Technical Report USC-IPI-680

“Image Restoration by Spline Functions”

by Mohammad Javad Peyrovian

August 1976

Spline functions, because of their highly desirable interpolating and approximating characteristics, are used as a potential alternative to the conventional pulse approximation method in digital image processing. For uniformly spaced knots, a class of spline functions called B-splines has the useful properties of shift invariance, positiveness, and convolutional and local basis properties. These are exploited in image processing for linear incoherent image systems.

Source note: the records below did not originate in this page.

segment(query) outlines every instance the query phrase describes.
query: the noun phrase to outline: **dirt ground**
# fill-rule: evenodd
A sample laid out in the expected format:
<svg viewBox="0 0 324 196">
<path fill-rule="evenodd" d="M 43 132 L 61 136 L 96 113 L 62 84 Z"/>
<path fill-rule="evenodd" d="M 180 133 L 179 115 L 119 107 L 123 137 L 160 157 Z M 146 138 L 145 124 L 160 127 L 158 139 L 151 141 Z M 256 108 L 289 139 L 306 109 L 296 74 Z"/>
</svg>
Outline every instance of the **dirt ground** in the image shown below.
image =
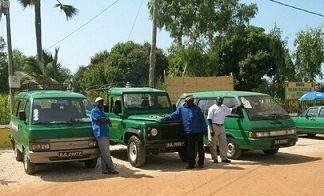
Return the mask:
<svg viewBox="0 0 324 196">
<path fill-rule="evenodd" d="M 119 175 L 102 175 L 100 165 L 42 165 L 26 175 L 11 150 L 0 150 L 0 195 L 324 195 L 324 135 L 300 137 L 294 147 L 274 156 L 248 152 L 231 164 L 186 170 L 176 153 L 150 155 L 133 168 L 126 149 L 112 147 Z"/>
</svg>

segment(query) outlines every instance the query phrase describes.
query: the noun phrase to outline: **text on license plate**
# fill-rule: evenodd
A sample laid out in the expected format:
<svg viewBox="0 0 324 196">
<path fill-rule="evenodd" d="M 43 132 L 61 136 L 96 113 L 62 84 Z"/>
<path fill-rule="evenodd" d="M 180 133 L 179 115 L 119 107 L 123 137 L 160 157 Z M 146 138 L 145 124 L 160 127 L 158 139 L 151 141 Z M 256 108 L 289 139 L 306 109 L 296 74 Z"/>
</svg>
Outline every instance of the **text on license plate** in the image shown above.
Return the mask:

The problem of image degradation in a linear imaging system is described by a superposition integral. For simulation of degradation and restoration by means of a digital computer, the continuous imaging model must be discretized. Thus, a theoretical and experimental study of quadrature formulate, particularly monospline and best quadrature formulae in the sense of Sard, is presented. It is shown that a good choice of degree for a monospline highly depends on the frequency content of the integrand, and in most cases, a cubic monospline generates less error than the pulse approximation method and Newton-Cotes quadrature formulae.

In space-invariant imaging systems, the object and point-spread function are represented by B-splines of degrees m and n. Exploiting the convolutional property, the deterministic part of the blurred image is a spline function of degree m+n+1. A minimum norm principle leading to pseudo-inversion is used for the restoration of space-variant degradations and underdetermined and overdetermined models. Space-variant point-spread functions that describe astigmatism and curvature-of-field are derived and coordinate transformations are applied to reduce the dimensionality. The singular-value-decomposition technique is used for solution of the simplified equations.

For noisy blurred images, a controllable smoothing criteria based on the locally variable statistics and minimization of the second derivative is defined, and the corresponding filter, applicable to both space-variant and space-invariant degradations, is obtained. The parameters of the filter determine the local smoothing window and overall extent of smoothing, and thus the trade-off between resolution and smoothing is controllable in a spatially non-stationary manner. Since the matrices of this filter are banded circular or Toeplitz, efficient algorithms are used for matrix manipulations.